Edward R. Beardsley
Artist - Writer - Humanist

I haven't always been a humanist. I became one after a friend of mine, who was then Dean of the College of Humanities at UC Riverside, gave a lecture in which he declared the humanites dead or dying. I've always enjoyed being with the underdogs, so I decided I just had to be a humanist. It's a little like being an ivory-billed woodpecker making what may be a last stand or a come back (I can't decide which it is). So, in case some of you business or computer science majors need to ask What's a humanist?
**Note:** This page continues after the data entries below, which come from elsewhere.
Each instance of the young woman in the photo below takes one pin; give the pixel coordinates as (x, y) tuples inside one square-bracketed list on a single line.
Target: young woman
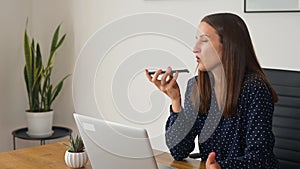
[(229, 105)]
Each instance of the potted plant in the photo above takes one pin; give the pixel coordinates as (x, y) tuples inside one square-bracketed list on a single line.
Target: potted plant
[(40, 90), (75, 155)]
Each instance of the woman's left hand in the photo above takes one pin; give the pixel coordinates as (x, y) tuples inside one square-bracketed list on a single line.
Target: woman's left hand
[(211, 162)]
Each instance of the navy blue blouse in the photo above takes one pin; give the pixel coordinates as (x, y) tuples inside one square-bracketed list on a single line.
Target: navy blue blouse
[(244, 141)]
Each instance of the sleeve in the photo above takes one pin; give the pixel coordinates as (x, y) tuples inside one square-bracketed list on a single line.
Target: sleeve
[(259, 136), (180, 128)]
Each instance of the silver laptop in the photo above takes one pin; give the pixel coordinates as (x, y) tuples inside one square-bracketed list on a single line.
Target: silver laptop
[(116, 146)]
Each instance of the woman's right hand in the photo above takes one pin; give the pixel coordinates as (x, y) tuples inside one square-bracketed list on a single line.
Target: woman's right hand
[(168, 85)]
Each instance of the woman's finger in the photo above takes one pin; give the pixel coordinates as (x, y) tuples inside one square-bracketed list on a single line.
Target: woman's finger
[(163, 81), (149, 77)]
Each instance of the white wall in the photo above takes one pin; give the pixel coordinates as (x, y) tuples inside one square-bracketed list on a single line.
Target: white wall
[(13, 15), (275, 37)]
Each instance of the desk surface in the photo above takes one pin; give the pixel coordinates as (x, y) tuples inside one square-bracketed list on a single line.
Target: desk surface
[(52, 156)]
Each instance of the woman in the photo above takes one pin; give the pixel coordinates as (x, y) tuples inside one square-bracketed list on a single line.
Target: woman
[(229, 105)]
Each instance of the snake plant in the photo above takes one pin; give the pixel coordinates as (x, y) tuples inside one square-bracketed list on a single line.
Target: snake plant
[(40, 90), (75, 145)]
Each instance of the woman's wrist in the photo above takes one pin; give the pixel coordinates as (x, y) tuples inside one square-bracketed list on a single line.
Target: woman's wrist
[(176, 105)]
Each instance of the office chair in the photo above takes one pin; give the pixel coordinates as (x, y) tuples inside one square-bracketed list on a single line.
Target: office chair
[(286, 118)]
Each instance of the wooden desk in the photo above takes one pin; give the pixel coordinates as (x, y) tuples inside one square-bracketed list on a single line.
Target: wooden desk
[(51, 156)]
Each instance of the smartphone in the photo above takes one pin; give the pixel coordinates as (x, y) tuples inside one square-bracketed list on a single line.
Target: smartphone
[(172, 72)]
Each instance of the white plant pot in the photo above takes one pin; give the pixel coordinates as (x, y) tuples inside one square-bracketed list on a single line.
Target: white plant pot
[(39, 124), (76, 160)]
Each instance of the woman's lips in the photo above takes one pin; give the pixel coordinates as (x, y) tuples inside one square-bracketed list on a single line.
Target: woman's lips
[(198, 59)]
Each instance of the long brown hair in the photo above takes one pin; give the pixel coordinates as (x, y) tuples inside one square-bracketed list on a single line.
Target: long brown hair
[(238, 59)]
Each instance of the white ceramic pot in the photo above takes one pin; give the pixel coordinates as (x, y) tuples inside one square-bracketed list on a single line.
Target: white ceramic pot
[(76, 160), (39, 124)]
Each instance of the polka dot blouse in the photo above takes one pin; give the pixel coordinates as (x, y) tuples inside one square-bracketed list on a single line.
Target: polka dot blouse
[(244, 141)]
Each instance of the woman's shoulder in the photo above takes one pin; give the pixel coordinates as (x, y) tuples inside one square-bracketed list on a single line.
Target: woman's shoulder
[(254, 84)]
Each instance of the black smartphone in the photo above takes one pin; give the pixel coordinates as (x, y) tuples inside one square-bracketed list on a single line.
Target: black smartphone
[(172, 72)]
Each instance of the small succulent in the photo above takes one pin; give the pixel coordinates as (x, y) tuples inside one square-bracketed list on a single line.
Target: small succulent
[(75, 145)]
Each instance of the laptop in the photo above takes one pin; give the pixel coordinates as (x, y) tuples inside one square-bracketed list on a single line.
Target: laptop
[(113, 145)]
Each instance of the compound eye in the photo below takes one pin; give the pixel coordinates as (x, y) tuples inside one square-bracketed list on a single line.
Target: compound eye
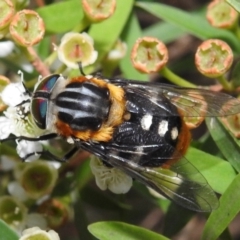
[(41, 96)]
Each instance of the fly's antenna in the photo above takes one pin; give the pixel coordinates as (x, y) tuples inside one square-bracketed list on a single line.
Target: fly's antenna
[(81, 68), (27, 92)]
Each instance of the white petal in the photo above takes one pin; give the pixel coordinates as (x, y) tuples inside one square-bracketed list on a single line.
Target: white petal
[(29, 234), (30, 230), (121, 182), (16, 190), (6, 127), (6, 48), (13, 94), (36, 219), (25, 148), (7, 163), (53, 235), (155, 193)]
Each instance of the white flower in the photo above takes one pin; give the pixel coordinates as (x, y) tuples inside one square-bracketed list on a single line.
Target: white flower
[(6, 48), (35, 233), (7, 163), (77, 47), (36, 219), (110, 178), (118, 52), (18, 121), (14, 93), (17, 191)]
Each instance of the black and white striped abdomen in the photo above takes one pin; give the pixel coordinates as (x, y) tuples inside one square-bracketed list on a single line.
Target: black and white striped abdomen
[(84, 106)]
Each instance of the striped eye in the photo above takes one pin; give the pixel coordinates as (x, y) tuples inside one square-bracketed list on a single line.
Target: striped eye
[(41, 96)]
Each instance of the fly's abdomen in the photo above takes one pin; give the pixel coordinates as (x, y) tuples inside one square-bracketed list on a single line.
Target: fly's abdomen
[(83, 106)]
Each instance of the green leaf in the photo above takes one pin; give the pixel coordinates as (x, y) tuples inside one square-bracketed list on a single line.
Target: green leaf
[(190, 22), (106, 33), (164, 31), (130, 34), (225, 142), (229, 208), (219, 173), (80, 220), (174, 223), (235, 4), (62, 16), (6, 232), (122, 231)]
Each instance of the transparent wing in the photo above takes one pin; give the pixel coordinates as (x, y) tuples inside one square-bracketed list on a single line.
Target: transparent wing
[(182, 182), (177, 180), (192, 102)]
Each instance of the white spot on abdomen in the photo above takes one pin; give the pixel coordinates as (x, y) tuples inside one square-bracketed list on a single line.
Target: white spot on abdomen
[(163, 128), (174, 133), (146, 122)]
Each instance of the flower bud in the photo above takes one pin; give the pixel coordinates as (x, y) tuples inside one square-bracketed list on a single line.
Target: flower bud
[(4, 81), (97, 11), (27, 28), (75, 48), (232, 122), (213, 58), (55, 212), (38, 178), (36, 233), (149, 55), (12, 211), (116, 54), (7, 12), (221, 15)]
The best I can do is quote Kurt Vonnegut - "We Humanists try to behave well without any expectation of rewards or punishments in an afterlife."



E.R. Beardsley has a long and varied career that includes teaching stints at the University of California, Riverside where he was also Dean of the Division of Fine Arts in the College of Humanities, founder and first director of the internationally renown California Museum of Photography, and Special Assistant to the Chancellor for Cultural Affairs.
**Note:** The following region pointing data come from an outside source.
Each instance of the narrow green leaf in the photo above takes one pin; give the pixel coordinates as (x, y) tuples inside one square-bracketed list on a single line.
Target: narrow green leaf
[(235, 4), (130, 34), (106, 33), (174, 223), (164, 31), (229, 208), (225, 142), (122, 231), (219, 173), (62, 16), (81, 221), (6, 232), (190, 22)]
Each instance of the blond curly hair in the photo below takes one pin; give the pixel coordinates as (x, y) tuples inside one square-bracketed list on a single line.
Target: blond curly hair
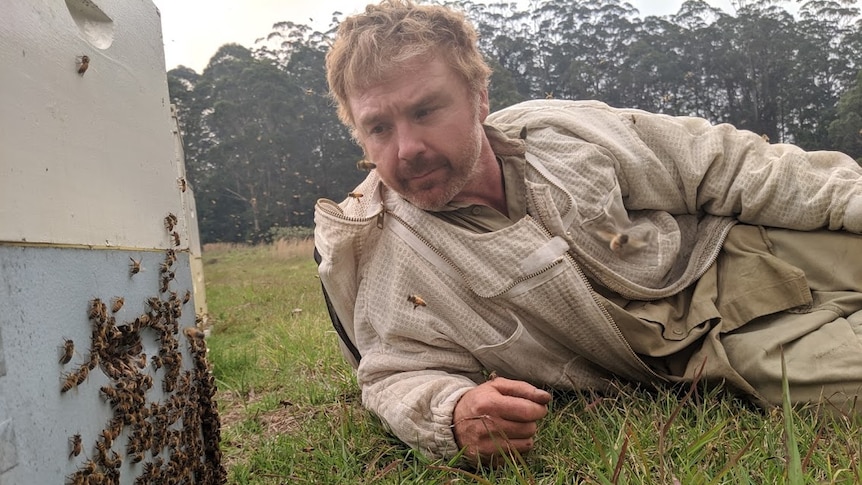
[(373, 44)]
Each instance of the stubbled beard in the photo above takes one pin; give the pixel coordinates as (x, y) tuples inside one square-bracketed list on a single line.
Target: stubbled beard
[(454, 185)]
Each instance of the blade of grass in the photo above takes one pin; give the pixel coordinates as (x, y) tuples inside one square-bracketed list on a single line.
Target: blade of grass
[(794, 462)]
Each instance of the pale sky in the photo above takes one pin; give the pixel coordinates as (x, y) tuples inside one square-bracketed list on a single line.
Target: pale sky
[(193, 30)]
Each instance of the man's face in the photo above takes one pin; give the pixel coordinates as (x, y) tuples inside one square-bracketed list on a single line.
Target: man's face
[(423, 129)]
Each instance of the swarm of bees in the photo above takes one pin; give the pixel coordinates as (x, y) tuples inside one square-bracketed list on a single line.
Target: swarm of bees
[(177, 438)]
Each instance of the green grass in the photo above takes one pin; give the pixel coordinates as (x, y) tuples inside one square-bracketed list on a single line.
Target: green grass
[(291, 411)]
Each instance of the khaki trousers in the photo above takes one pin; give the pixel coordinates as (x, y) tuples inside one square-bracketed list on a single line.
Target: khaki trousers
[(821, 343)]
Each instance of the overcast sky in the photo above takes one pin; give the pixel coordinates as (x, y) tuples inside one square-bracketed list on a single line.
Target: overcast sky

Mr. Beardsley has also taught at California State University, Fullerton, Scripps College, Claremont, and University of Oregon, Eugene. He currently teaches a history of technology course at the University of LaVerne.
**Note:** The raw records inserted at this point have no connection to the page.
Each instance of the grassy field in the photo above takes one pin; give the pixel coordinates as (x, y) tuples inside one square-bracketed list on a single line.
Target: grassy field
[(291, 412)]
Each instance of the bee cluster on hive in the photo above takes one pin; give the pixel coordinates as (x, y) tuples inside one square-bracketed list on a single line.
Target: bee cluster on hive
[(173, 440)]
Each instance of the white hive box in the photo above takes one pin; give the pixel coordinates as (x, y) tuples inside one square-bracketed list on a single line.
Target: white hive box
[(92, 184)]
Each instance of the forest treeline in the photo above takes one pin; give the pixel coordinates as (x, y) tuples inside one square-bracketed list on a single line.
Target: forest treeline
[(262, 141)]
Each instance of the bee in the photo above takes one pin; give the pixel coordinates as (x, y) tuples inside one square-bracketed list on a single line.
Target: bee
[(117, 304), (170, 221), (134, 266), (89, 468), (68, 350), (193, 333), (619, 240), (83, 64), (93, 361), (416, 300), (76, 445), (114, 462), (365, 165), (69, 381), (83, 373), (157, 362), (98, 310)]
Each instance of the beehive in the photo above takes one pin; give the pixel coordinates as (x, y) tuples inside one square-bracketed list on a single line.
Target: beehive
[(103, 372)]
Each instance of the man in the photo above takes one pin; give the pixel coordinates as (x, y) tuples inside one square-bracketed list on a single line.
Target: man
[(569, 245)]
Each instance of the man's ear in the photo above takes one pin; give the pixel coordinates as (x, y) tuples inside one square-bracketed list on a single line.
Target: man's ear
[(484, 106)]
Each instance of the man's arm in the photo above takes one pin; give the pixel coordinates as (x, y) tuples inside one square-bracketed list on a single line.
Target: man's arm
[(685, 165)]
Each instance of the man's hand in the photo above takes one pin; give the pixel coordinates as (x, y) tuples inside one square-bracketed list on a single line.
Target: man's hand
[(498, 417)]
Mr. Beardsley has been a journalist, writing stories on everything from right-wing para-military organizations to the environment. He was for a time the owner of a digital design company, a partner in the publication of a non-profit e-journal dedicated to the arts, humanities, and social sciences. He continues to work now and then as a video producer, a painter and printmaker, and a writer of short stories and essays. In his youth he served three years in the Army Security Agency in Europe, and at various times undertook extensive investigations of the landscapes and biota of the Pacific Northwest and California.

Mr. Beardsley is one of the founders of the Riverside Arts Foundation, served as a member of the Working Group for the Digital Image and the International Museum of Photography at George Eastman House, served as a member of grant panels at the National Endowment for the Arts, and was invited to be considered for the post of White House Liason for the Arts and Humanities during the Carter Administration (declined so as to not further excite my ulcer).